The statement in the lecture is that if f'=0, f is constant. It wasn't specified as being constant over some specific interval, but implicitly it is constant over the entire domain for which f exists and f'=0.

The way we prove this is to use this form of the MVT:\[f(b)=f(a)+f'(c)(b-a)\]This is simply a rearrangement of the original form in which the MVT was presented, but it allows us to see at once that if f'=0, then the part after the plus sign goes away and we're left with f(b)=f(a). And here's the piece that answers your question: this is true for any two points a and b that we choose. Therefore f has to be constant.

Answer 2

It is possible for f(a) = f(b) and c to be a critical point such that f'(c)=0 .The function can then be a non const

ex : a parabola : y=x^2 in the domain (a,b)=(-1,1)
f(-1)=1 f(1)=1
take c=0; f'(c)=2x=0

f(a)=f(b) & f'(c)=0 but function is not const in (-1,1)

Answer 3

In your example, f'=0 at a particular point. This is not enough to satisfy the corollary of MVT we are discussing. The condition is that f'=0 over the relevant domain. Prof. Jerison did not state the condition in exactly these terms, but it is clear from the context that the condition requires f'=0 at every point in the relevant domain, not just at some individual point.
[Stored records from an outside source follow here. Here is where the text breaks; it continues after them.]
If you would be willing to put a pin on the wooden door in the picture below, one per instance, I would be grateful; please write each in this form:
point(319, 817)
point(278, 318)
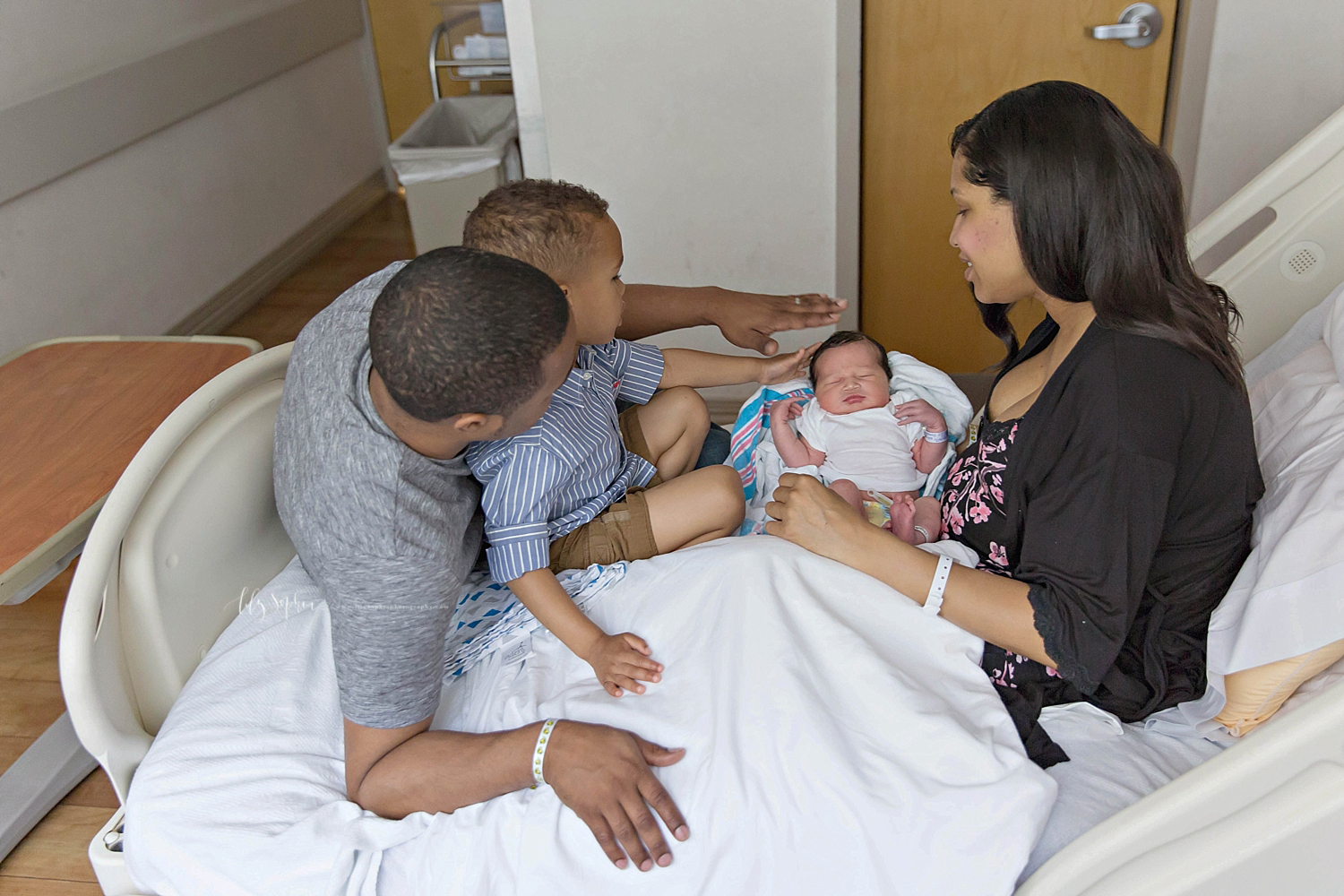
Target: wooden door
point(927, 66)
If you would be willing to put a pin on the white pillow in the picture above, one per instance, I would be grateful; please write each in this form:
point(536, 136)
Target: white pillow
point(1288, 598)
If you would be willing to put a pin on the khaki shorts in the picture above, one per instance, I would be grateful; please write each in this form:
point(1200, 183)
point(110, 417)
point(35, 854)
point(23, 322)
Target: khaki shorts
point(620, 532)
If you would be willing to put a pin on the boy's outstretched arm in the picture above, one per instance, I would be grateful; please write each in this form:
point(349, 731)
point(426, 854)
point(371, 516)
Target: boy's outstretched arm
point(746, 320)
point(688, 367)
point(620, 661)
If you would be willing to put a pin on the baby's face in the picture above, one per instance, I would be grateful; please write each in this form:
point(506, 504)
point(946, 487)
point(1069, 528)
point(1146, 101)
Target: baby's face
point(849, 378)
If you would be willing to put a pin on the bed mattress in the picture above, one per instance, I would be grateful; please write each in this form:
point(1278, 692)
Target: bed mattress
point(838, 739)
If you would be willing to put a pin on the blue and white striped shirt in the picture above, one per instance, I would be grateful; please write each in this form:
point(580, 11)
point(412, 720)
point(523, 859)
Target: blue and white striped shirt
point(572, 465)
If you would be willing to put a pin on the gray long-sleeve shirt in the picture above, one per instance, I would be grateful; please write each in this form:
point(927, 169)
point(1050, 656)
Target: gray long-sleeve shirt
point(387, 533)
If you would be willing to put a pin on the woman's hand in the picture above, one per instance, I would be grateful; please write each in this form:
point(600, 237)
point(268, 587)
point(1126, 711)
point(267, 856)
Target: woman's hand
point(788, 367)
point(621, 661)
point(817, 519)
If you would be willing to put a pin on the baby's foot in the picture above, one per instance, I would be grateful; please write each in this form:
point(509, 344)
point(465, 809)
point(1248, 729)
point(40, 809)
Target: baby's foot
point(903, 519)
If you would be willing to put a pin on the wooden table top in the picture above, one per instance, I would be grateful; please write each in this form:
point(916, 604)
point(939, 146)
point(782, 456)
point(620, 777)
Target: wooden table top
point(73, 416)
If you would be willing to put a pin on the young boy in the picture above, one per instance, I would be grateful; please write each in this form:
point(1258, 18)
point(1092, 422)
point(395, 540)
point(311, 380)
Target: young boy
point(586, 484)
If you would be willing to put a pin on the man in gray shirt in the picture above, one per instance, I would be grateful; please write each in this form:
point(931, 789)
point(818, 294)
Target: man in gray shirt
point(384, 390)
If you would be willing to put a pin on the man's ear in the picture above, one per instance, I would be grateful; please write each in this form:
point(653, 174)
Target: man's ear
point(478, 427)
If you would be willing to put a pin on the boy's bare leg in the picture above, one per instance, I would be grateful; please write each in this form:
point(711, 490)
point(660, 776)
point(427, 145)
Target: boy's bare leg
point(696, 506)
point(675, 424)
point(851, 493)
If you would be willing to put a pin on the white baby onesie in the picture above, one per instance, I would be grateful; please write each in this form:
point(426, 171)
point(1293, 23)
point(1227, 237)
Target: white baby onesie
point(867, 447)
You may have consciously or unconsciously rejected this interpretation on the basis that when f'=0 at every point in the domain, the conclusion that f is constant seems too obvious to require proof. This is the main difficulty students have with the MVT: it tells us something that doesn't seem to require proof. Yet it does require proof, and it's absolutely crucial ("the key to everything," as Prof. Jerison says), because MVT provides the theoretical foundation on which the Fundamental Theorem of Calculus (which comes up a little later) is built.